Bruce Silver's blog post - DMN: Data Validation Reconsidered
Bruce Silver
Blog

DMN: Data Validation Reconsidered

By Bruce Silver

Read Time: 5 Minutes

In a post last summer, I began to question the value of assigning constraints like a range of allowed values to datatypes in DMN, in favor of performing data validation using a decision table inside the decision model.

There were a few reasons for this:

But since version 11.4, Trisotech has significantly enhanced both constraint definition and type checking, and I am now changing my tune. You still need a bit of data validation with a decision table for a few types of errors – for example, when a valid value for the variable depends on the values of other variables – but I now think it’s best to do most data validation with type checking against the item definition. In this post we’ll see how that works.

The root of the problem is this: You can say some input data conforms to a certain datatype, but you cannot guarantee that an invoking client will actually provide that. It could be an invalid value or missing entirely. Without type checking, your logic may initially produce null but downstream that null will likely generate a cryptic runtime error. So you really want to catch the problem up front.

Enhanced Constraint Definition

Prior to version 11.4, the allowed constraints on an item definition mirrored the simple unary tests allowed in a decision table input entry. You could specify either an enumerated list or a numeric range, but that’s it. Now constraints can be defined as any generalized unary test, meaning any FEEL expression, replacing the variable name with the ? character. For example, to specify item definition tInteger as an integer, you can say it is basic type Number with the constraint ? = floor(?). And here is something interesting: An expression like that used in a decision table requires first ensuring that the value is a Number. If it is Text or null, the floor() function will return a runtime error. For example, in a decision table rule validating integer myInt, where true returns an error message, you would need something likeif ? instance of Number then not(?=floor(?)) else true. But with type checking on tInteger as defined above, you don’t need the instance of condition. Type checking generates an appropriate error message when the base type is incorrect, simplifying the type check expressions. Even better, with each constraint specified for an item definition, modelers can define their own error message and unique error code, simplifying documentation and training.

Here is an example. Input data User is structured type tUser with three components: Name, which is text; ID, text with the format A followed by 5 digits; and Cost Center, a positive integer. All three components are required. Now in the item definition dialog, you can add a constraint expression as a generalized unary test, assign it a unique Validation Code, and specify the Validation message returned on an error. Below you see the item definition for tName. Here we actually defined two expressions, one to test for a null value and a second one to test for an empty string. If an invoking client omits Name entirely, the value is null. But when you test it in the DMN modeling environment, leaving Name blank in the html form does not produce null but the empty string. (You can get it to produce null by clicking Delete in that field.) So you really need to test both conditions. It turns out null returns both error messages.

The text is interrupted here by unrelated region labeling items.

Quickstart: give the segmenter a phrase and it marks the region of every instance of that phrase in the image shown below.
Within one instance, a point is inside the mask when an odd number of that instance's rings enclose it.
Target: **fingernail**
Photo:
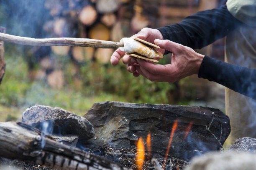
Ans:
[[[129,68],[129,70],[131,72],[134,72],[132,70],[131,67]]]
[[[145,37],[145,35],[144,34],[138,34],[138,35],[137,37]]]
[[[140,59],[137,59],[136,60],[137,60],[137,62],[138,62],[138,63],[139,63],[139,64],[140,64],[140,63],[141,63],[141,62],[140,62]]]
[[[131,58],[130,61],[133,63],[135,63],[136,62],[137,62],[137,61],[133,58]]]
[[[155,40],[155,42],[157,43],[157,44],[160,44],[161,43],[161,42],[162,41],[161,40],[159,39],[156,39]]]

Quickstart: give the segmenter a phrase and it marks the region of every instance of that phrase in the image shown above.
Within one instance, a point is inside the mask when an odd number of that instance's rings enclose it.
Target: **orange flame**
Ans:
[[[173,125],[172,126],[172,132],[171,133],[171,135],[170,136],[170,139],[169,140],[169,142],[168,143],[168,146],[167,147],[167,150],[166,150],[166,153],[165,153],[165,157],[164,158],[164,169],[165,167],[165,164],[166,163],[166,160],[168,156],[168,153],[169,153],[169,150],[170,149],[170,147],[171,146],[171,144],[172,141],[172,138],[173,138],[173,135],[174,132],[175,131],[177,126],[178,125],[178,120],[175,120]]]
[[[145,160],[145,148],[141,137],[140,138],[137,145],[137,154],[136,155],[136,164],[137,169],[141,170]]]
[[[188,135],[189,132],[190,131],[190,129],[191,129],[191,127],[192,126],[192,125],[193,124],[193,121],[190,122],[189,125],[187,126],[187,130],[186,130],[186,133],[185,134],[185,135],[184,136],[184,140],[186,139],[187,135]]]
[[[150,160],[151,156],[151,135],[150,133],[148,134],[147,136],[147,148],[148,149],[148,160]]]

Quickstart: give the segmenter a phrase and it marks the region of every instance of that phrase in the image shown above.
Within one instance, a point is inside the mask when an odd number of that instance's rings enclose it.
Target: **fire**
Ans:
[[[175,120],[174,123],[172,126],[172,132],[171,133],[171,135],[170,136],[170,139],[169,140],[169,142],[168,143],[168,146],[167,147],[167,150],[166,150],[166,153],[165,153],[165,157],[164,158],[164,169],[165,167],[165,164],[166,163],[166,160],[168,156],[168,153],[169,153],[169,150],[170,149],[170,147],[171,146],[171,144],[172,141],[172,138],[173,138],[173,135],[174,132],[177,128],[177,126],[178,125],[178,120]]]
[[[141,170],[143,167],[143,163],[145,160],[145,147],[142,138],[140,138],[137,145],[137,154],[136,155],[136,165],[137,165],[137,169]]]
[[[193,124],[193,121],[190,122],[189,125],[187,126],[187,130],[186,130],[186,133],[185,134],[185,135],[184,136],[184,140],[186,139],[187,135],[188,135],[189,132],[190,131],[190,129],[191,129],[191,127],[192,126],[192,125]]]
[[[148,160],[150,160],[151,156],[151,135],[150,133],[148,134],[147,136],[147,149],[148,149]]]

The type definitions for all three components are shown below. ID uses the matches function, which checks the value against a regular expression. We don’t need to test for null or empty string explicitly, as both of those will trigger the error. And Cost Center uses the integer test we discussed previously.

Type Checking in Operation

Let’s see what happens with invalid data. Below you see the simple decision Hello New User, which returns a welcome message. What if we run it in Execution/Test with all three fields blank? The data is never submitted to the decision. Instead, the modeler-defined Validation Message and Validation Code are shown in red below each invalid field. If this decision service was deployed, a call to it omitting all three elements would return an html 400 error message, also containing the modeler-defined Validation Message and Validation Code.

Validation Levels

This is all very nice! But it’s quite a change from the way the software worked previously. For that reason, you can set the validation level in the tool under File/Preferences.

As you can see, you have three choices. None turns off type checking; it is how the software worked previously. External data entry effectively checks only input data. If you’ve thoroughly tested your model, that’s the only place invalid data is going to appear. Always type checks everything. Trisotech recommends using Always until you’ve thoroughly tested your model.

A Benefit for Students

In my DMN training, I am beginning to see the value of that. To be certified, students must create a decision model containing certain required elements, including some advanced ones like iteration and filter. And they often make mistakes with the type definitions, not so much in the input data but in the decision logic, for example, when a decision’s value expression does not produce data consistent with the assigned type. Now, instead of me telling the student about this problem, the software does it for me automatically! It’s too early to tell whether students like that or not, but in the end it’s a big help to everyone.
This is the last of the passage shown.